The wife of a 23-year-old Lyft driver fatally struck by a car in Queens was seated in the passenger seat of the vehicle that mowed down her husband — just days after the two had happily attended a wedding together, the victim’s shocked family told the Daily News in an exclusive interview.
Victim Shaivar Sonalall was found sprawled out on the ground near the corner of 101st St. and Liberty Ave. in Ozone Park, dying from severe impact injuries across his head and body around 10:45 p.m. Thursday.
Responding officers found Sonalall’s wife, Christine Naiome Sonalall, 30, sitting inside a black Infiniti Q50 with another man a short distance away from where her husband was hit, police and relatives said.
EMS rushed Sonalall to Jamaica Hospital, but he couldn’t be saved.
Christine and her 31-year-old male companion, believed to be her ex-boyfriend, told police Sonalall had followed them to 101st St. and then stormed up to the car window, reaching for something as if he had a gun, the pair told investigators.

The ex-boyfriend told police he feared for his life and sped off down 101st St., striking Sonalall as he zipped away.
A representative from the Queens District Attorney’s Office said no charges were immediately filed as police and prosecutors continue to investigate.
Cops were told Sonalall and his wife were estranged, but the dead man’s relatives said the two were very much in love and had just attended a wedding together the weekend before he was killed.
“They were so happy together,” the victim’s aunt, Samantha Persaud, 43, told The News. “They went to Schenectady for the whole weekend for a wedding, and came back Tuesday. How could he be a stalker?”

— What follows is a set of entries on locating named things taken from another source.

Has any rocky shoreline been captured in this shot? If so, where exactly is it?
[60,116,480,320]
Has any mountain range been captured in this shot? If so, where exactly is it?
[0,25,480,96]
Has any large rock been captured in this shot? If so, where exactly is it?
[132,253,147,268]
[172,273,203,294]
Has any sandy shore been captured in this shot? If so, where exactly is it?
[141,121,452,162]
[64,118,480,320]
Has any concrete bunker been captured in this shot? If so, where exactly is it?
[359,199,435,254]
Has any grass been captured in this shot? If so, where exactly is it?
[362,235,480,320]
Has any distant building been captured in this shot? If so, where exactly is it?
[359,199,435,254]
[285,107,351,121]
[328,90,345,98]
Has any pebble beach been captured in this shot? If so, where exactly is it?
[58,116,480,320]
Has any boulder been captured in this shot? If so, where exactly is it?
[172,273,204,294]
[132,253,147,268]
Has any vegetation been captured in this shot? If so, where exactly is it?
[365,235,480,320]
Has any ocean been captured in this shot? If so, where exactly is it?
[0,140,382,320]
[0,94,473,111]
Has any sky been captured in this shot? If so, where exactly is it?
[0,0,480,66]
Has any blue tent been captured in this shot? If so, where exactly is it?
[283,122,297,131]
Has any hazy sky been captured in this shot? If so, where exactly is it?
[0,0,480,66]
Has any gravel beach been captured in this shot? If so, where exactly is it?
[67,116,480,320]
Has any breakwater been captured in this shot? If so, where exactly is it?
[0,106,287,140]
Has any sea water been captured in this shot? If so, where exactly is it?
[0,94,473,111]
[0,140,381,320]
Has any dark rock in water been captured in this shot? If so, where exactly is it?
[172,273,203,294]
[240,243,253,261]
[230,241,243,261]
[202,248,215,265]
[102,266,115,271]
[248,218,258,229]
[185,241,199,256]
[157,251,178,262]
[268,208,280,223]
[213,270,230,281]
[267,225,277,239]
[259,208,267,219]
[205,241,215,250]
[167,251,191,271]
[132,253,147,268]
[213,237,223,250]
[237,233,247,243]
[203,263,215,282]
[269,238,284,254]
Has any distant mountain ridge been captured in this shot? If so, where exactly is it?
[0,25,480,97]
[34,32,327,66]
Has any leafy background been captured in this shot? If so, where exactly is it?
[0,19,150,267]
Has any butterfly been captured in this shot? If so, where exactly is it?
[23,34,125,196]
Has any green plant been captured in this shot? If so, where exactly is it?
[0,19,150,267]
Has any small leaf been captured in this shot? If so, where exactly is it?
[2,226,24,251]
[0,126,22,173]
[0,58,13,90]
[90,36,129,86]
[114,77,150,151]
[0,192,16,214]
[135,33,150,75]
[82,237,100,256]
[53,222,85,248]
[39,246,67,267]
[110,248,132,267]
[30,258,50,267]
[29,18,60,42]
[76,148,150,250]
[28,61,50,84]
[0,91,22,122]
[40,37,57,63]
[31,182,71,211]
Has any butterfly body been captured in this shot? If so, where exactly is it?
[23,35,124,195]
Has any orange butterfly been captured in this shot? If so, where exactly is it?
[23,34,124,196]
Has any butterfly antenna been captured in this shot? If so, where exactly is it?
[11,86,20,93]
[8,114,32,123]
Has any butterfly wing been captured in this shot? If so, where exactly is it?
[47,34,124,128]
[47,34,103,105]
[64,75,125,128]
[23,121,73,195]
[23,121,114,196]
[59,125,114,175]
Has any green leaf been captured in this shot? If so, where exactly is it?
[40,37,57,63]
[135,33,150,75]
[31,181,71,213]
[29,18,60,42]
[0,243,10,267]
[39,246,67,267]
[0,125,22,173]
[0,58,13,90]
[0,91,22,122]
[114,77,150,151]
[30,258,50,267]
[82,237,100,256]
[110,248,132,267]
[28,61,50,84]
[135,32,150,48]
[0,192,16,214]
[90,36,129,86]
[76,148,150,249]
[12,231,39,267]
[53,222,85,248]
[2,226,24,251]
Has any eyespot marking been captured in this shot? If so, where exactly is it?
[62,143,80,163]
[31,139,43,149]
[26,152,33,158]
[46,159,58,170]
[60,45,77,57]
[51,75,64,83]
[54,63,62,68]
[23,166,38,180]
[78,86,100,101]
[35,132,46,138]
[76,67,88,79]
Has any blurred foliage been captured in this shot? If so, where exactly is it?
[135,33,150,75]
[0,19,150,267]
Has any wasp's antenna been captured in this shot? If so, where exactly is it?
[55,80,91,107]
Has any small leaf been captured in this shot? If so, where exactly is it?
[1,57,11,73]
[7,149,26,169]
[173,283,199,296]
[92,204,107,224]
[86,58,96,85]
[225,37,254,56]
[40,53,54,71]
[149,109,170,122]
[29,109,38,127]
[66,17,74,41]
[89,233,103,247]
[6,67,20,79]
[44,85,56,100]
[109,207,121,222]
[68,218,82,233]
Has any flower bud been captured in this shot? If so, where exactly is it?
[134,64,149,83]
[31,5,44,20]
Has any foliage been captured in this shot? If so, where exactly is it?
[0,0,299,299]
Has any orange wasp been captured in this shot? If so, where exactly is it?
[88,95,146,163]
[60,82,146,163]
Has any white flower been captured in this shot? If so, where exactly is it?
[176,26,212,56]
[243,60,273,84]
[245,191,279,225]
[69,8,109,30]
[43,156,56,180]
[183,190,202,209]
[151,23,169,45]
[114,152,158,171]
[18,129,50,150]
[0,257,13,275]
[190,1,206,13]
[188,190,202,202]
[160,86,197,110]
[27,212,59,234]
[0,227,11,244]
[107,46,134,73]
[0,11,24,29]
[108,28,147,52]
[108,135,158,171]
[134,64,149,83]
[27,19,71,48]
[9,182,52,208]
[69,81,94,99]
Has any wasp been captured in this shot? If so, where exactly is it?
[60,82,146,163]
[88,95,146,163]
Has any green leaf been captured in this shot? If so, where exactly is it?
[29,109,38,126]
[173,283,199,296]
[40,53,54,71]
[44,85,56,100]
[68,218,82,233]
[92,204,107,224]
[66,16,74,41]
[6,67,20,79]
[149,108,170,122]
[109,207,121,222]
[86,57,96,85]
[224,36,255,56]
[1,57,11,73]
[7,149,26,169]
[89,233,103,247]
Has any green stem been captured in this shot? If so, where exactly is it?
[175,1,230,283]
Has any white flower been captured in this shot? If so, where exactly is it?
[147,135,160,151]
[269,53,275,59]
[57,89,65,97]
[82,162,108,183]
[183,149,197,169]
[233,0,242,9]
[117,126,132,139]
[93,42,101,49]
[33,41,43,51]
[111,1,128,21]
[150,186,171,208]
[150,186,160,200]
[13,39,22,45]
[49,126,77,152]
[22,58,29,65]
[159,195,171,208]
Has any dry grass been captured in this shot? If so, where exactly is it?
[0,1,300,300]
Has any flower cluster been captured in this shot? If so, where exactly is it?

Persaud said that Sonalall “just wanted to know where his wife was” when he was run down.
Sonalall lived with Persaud, his mother, and younger sister, relatives said. Christine also lived with them, but often stayed elsewhere “with relatives” since the victim typically worked all night as a Lyft driver, Persaud admitted.

They had been married for two years, she said.
On the night of his death, Sonalall’s family, who live nearby, showed up at the scene. His mother was so crippled by grief that Persaud had to identify the young man’s body at the hospital, she said.
“I saw his face. It was terribly damaged,” she said. “The doctor said he died on the spot.”
“We’re just hearing different things. We don’t understand,” another relative who wished not to be named, said. “[The driver] ran someone over and killed him. How are there no charges?”
Sonalall, Persaud said, was a “hard-working Lyft driver,” who also supported his mother and his 14-year-old sister. He immigrated to New York from Guyana six years ago.
“[He wanted] a better life,” Persaud said. “He didn’t even live his life yet. Next month is his 24th birthday.”
The heartbroken aunt doesn’t know how he could have met such a violent end.
“It doesn’t make sense,” she said. “He wasn’t a stalker. [The driver] could have just reversed the car.”